Wednesday, October 24, 2007

Moi’s entry into Kibaki’s campaign has added only misery in the incumbent’s re-election bid

For President Mwai Kibaki, it will be a do-or-die battle as he seeks his second and final term. The deep-seated feeling in his main challenger, Raila Odinga of Orange Democratic Movement (ODM) that the incumbent never reciprocated the support he gave him in the 2002 elections, is still a bone of contention between the two.

Claims also emerged that the government was behind the move to split ODM and support Odinga’s election as the party flag bearer in the hope that he would be easy to beat at the polls. However, it became apparent that Kibaki’s strategists miscalculated Odinga’s popularity.

The entry of the retired president Daniel Arap Moi into Kibaki’s campaign bandwagon has added more misery into the incumbent’s re-election bid. The former president who was expected to harvest the over 2.5 million votes from his Kalenjin community, has received massive resistance from ODM’s Pentagon member, William Ruto, winning the support of the community to Moi’s chagrin.

Vice-president Moody Awori was also expected to easily win votes from the Luhya community in Western Kenya, but the ODM tide has swept the region to an extent that winning the Funyula seat by the vice-president might even be a nightmare for the octogenarian. Former vice-president in Moi’s government Musalia Mudavadi and Odinga’s running mate has taken control of the region like thunder.

The ODM wave has also not spared the Muslim community; majority of whom have thrown their weight behind Odinga over claims that Kibaki’s administration had mistreated Muslims and deported genuine Kenyans to Ethiopia and other Arab countries over terrorism links.

Nomination rows also continue to jolt Party of National Unity (PNU)’s plans to upstage ODM with over 500 parliamentary and civic aspirants, mainly from NARC-Kenya demanding a meeting with Kibaki to discuss the nomination method by PNU and an assurance that the exercise will be free and fair.

Raila Odinga
The launch of Odinga’s presidential campaign at Uhuru Park in Nairobi last Saturday was indeed a show of might and the thousands who turned up for the rally, was a clear indication that Mwai Kibaki has to dig deeper into his vast experience if he has to remain in State House.

The big turn out was reminiscent of the National Rainbow Coalition euphoria of December 30, 2002 when Kibaki was sworn in as Kenya’s third president after confining the then ruling Kenya African National Union to the periphery of power for the first time in over 40 years?

The nomination turn out in ODM is also a cause of concern for Kibaki. The party’s bank account boasts of Ksh300m (sh7.5b) with over 1,290 parliamentary aspirants having picked ODM nomination forms for 210 slots in the constituencies and 151,490 in the civic seats.

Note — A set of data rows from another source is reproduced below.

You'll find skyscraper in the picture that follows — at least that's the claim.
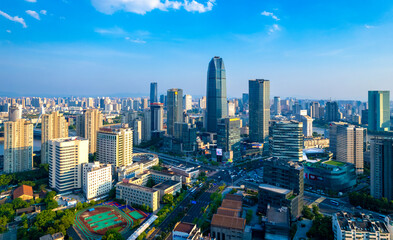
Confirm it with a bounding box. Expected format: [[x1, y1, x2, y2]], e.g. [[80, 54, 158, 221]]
[[76, 109, 103, 154], [41, 112, 68, 163], [150, 82, 158, 104], [166, 88, 183, 135], [325, 102, 340, 122], [248, 79, 270, 147], [329, 122, 365, 174], [370, 134, 393, 201], [368, 91, 390, 131], [206, 57, 228, 132], [272, 120, 303, 162], [274, 97, 281, 115], [97, 128, 133, 167], [48, 137, 89, 192], [3, 119, 34, 173]]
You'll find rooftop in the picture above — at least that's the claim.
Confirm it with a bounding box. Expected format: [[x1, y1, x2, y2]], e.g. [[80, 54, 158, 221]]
[[173, 222, 195, 234], [211, 214, 246, 231], [259, 183, 291, 195]]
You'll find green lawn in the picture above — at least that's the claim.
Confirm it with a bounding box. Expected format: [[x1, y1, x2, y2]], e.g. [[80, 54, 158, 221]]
[[324, 160, 345, 167]]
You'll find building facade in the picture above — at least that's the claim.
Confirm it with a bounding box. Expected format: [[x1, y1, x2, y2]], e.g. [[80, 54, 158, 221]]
[[3, 119, 34, 173], [49, 137, 89, 192], [41, 112, 68, 163], [206, 57, 228, 132]]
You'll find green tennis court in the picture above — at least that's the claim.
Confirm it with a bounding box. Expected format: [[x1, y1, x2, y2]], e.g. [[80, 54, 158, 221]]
[[130, 211, 144, 220]]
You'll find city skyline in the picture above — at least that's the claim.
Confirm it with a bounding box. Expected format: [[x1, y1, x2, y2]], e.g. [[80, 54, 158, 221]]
[[0, 0, 393, 100]]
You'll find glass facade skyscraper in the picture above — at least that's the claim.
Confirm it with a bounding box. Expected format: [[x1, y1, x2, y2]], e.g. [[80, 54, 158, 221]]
[[166, 88, 183, 136], [150, 82, 158, 104], [248, 79, 270, 146], [206, 57, 228, 132], [368, 91, 390, 131]]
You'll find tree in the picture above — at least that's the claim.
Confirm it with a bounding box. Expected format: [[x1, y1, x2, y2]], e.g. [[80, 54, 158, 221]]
[[101, 229, 124, 240], [162, 193, 173, 204]]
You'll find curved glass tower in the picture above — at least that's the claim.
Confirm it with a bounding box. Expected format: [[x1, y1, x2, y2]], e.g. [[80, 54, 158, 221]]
[[206, 57, 228, 132]]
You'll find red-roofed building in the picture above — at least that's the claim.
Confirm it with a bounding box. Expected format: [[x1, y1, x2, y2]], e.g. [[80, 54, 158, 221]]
[[13, 185, 33, 201]]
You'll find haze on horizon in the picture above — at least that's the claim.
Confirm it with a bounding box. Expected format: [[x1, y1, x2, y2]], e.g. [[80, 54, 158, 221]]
[[0, 0, 393, 100]]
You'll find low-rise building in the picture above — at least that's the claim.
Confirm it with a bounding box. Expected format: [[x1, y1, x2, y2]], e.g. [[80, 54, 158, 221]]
[[172, 222, 202, 240], [13, 185, 34, 201], [82, 162, 112, 199], [116, 182, 160, 212], [332, 212, 391, 240]]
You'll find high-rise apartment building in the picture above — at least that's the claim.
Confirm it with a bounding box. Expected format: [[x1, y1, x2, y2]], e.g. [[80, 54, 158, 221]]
[[183, 95, 192, 111], [217, 117, 241, 161], [301, 115, 314, 137], [370, 134, 393, 201], [41, 112, 68, 163], [206, 57, 228, 132], [368, 91, 390, 131], [150, 82, 158, 104], [272, 120, 303, 161], [82, 162, 112, 199], [3, 119, 34, 173], [248, 79, 270, 151], [150, 102, 164, 132], [325, 102, 340, 122], [49, 137, 89, 193], [97, 128, 133, 167], [76, 109, 103, 154], [273, 97, 281, 115], [166, 88, 183, 135], [329, 122, 365, 174]]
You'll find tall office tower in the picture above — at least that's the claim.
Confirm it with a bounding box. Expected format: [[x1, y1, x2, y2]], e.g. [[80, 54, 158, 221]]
[[142, 109, 151, 142], [49, 137, 89, 193], [3, 119, 34, 173], [272, 120, 303, 162], [370, 134, 393, 201], [368, 91, 390, 131], [150, 82, 158, 104], [41, 112, 68, 163], [132, 119, 142, 146], [82, 162, 112, 199], [160, 94, 166, 106], [248, 79, 270, 148], [309, 102, 320, 119], [142, 98, 149, 109], [8, 104, 22, 122], [150, 102, 164, 132], [199, 96, 206, 109], [97, 128, 133, 167], [76, 109, 103, 154], [329, 122, 365, 174], [325, 102, 341, 122], [228, 101, 236, 117], [206, 57, 228, 132], [166, 88, 183, 135], [183, 95, 192, 111], [173, 122, 197, 152], [273, 97, 281, 115], [217, 117, 241, 162], [302, 115, 314, 137]]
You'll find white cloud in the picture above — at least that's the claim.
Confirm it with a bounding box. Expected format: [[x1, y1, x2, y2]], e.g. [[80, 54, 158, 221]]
[[92, 0, 215, 14], [0, 11, 27, 28], [124, 37, 146, 44], [261, 11, 280, 21], [26, 10, 40, 20], [269, 24, 281, 34]]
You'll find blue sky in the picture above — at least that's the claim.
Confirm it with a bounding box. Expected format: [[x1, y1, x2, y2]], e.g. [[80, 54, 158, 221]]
[[0, 0, 393, 100]]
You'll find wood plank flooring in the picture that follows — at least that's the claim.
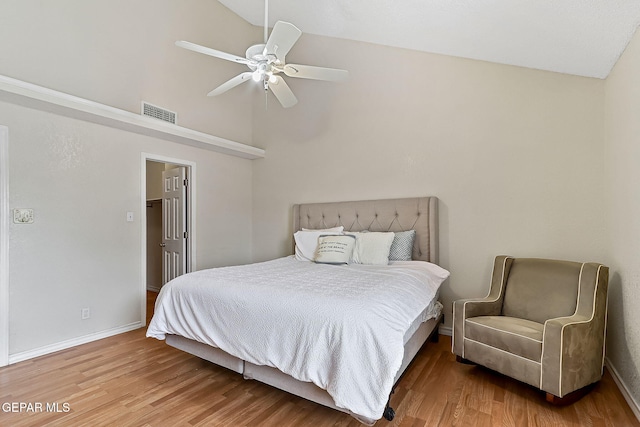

Soon after Odinga was confirmed ODM presidential candidate, his poll ratings started a sharp upward climb at the expense of both Kibaki and Kalonzo Musyoka of ODM-Kenya. It is not by coincidence that polls show Odinga enjoying his greatest advantage among the youth who are the majority of voters — about seven million out of the 14 million registered voters.

The Standard and Nation media groups’ commissioned surveys show Odinga as Kenya’s favourite choice for the top seat.

The surveys showed Odinga popular among the youth and working population, while Kibaki is popular among older citizens and the working population.

The Odinga wave that has swept across six provinces in the country except Kibaki’s central province and Kalonzo Musyoka’s eastern, is a cause for worry with Kibaki’s key men warning against the belief that ‘Raila is unelectable’ was no longer tenable.

Odinga was believed to be too radical, divisive and unpredictable to sell easily outside his Luo Nyanza. But due to the defection to the party by former health minister Charity Ngilu, the president’s men have retreated to the drawing board to devise new strategies on how PNU can calm the Odinga wave. Musalia Mudavadi remained steadfast in ODM even after failing to secure the ticket.

Kalonzo Musyoka
He abandoned Odinga’s group to run his own presidential campaign on ODM-Kenya ticket. This has been reduced to a small regional grouping. Musyoka’s exit boosted Odinga’s stature as he embarked on driving his campaign with vigour.

Last year, Musyoka was regarded as the favourite to win the presidency having led in opinion polls, but his decision to hijack ODM-Kenya from the Raila group buried his hopes. Like Odinga, Musyoka is rooting for a federal system of government.

Ngilu’s decision to support Odinga instead of his clan mate, Kalonzo, was another clear indicator that the former foreign affairs minister was just but a joy rider. He is still optimistic of emerging winner on the homestretch, but only time will tell whether Kalonzo is warming to team up with PNU at the 11th hour.